– No -dijo Dunworthy-. Hay algunas cosas que nadie debería tener que soportar, ni siquiera en una epidemia. ¿Le ha dicho a William que ha venido su madre?
– No, señor. Lo intenté, pero no está en el colegio. Tom Gailey me dijo que estaba visitando a una jovencita en Shrewsbury, así que la telefoneé, pero no me contestaron.
– Seguramente estarán estudiando a Petrarca en alguna parte -ironizó Dunworthy, preguntándose qué sucedería si la señora Gaddson se tropezara con la desprevenida pareja camino de Balliol.
– No comprendo por qué debe hacer eso, señor -comentó Finch, con voz preocupada-. O por qué su tutor le ha asignado Petrarca. Estudia literatura moderna.
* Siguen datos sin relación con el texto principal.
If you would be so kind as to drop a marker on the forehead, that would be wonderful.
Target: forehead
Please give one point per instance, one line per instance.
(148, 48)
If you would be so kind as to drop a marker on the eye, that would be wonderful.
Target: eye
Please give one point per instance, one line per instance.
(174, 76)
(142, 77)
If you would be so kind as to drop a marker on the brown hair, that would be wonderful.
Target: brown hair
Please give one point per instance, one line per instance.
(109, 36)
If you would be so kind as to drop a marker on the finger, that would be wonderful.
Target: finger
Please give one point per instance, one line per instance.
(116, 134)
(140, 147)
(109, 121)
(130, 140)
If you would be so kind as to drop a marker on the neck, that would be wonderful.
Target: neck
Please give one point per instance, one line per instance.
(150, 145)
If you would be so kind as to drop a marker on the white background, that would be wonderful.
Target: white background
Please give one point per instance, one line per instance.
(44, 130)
– Sí, bueno, cuando llegue la señora Gaddson, alójela en Warren -la enfermera alzó la cabeza bruscamente mientras terminaba de limpiarle las gafas-. Está al otro lado del patio de todas formas. Ofrézcale una habitación que no dé a ningún sitio. Y compruebe nuestro suministro de pomada contra los sarpullidos.
– Sí, señor -dijo Finch-. Hablé con la administradora del New College. Dijo que antes de marcharse, el señor Basingame le comentó que quería estar «libre de distracciones», pero suponía que le habría dicho a alguien adonde iba y que intentaría telefonear a su mujer en cuanto las líneas queden libres.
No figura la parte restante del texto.